“In there where Charlotte Ann is now?” I asked.

Mom didn’t answer for a minute. She only nodded and sighed again. Then she said, “I never actually heard her voice, of course.

“And that,” Mom finished, “is what is wrong with the dear little mother who is camping down there in the woods. You boys be very careful to be very kind and—”

“Is she an honest-to-goodness crazy woman?” I asked and shouldn’t have, not knowing I wasn’t supposed to say it, and Mom replied, “Thoughtful people never say that any more about a person who is ill in the way Mrs. Everhard is. They always say that they are not well emotionally. We try to understand them and to find out what made them that way, and sometimes when they themselves come to understand what caused their illness they begin to get well right away—in fact, some of them get well almost at once.

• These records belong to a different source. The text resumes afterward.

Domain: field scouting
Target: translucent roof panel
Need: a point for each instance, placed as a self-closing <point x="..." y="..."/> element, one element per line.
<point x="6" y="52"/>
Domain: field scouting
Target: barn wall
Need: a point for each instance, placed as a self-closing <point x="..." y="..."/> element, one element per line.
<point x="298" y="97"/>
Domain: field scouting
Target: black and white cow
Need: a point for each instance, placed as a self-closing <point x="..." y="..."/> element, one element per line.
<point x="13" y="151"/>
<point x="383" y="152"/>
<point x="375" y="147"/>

Doctors try to give them something to hope for. It was only the grace of God and my believing in Him that spared me from going to pieces, myself,” Mom said. “He gave your father and me strength to stand the loss of your baby sister, Nancy.”

Say, when Mom said, “your sister,” I did get a lump in my throat because I was thinking what if it had been Charlotte Ann who had died.

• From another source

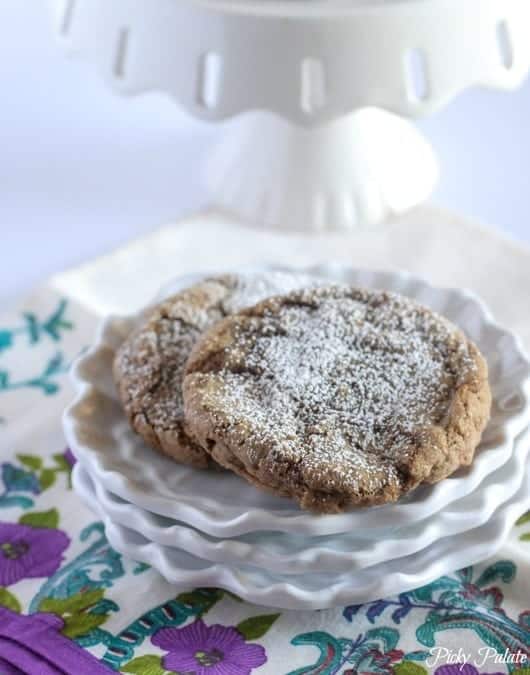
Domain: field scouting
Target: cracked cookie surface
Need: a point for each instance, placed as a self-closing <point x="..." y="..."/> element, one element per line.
<point x="337" y="396"/>
<point x="149" y="366"/>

“You boys must not act surprised when you find those little, freshly-dug holes here and there in the woods or along the creek because when she gets one of her sad spells she imagines her baby is still alive, even though it was buried, and she starts digging a hole in the woods or along the creek, looking for it. She thinks it was buried alive when she feels like that. She will dig a while and then stop to listen to see if she can hear it crying.”

When Mom said that I was remembering that we had seen her do that very thing in the old cemetery last night.

“Couldn’t the doctors make her well?” I asked Mom, and she said, “Not with just medicine alone. One thing the doctor has prescribed for her is that she attend some church regularly—a church where the minister believes and preaches the Bible and what it teaches about Heaven and the wonderful place it is, and how people can meet their loved ones there, alive and well—all through trusting in the Saviour. The doctor thinks that if Mrs. Everhard can learn to trust in God and to believe that she will see her baby again, she will be cured.”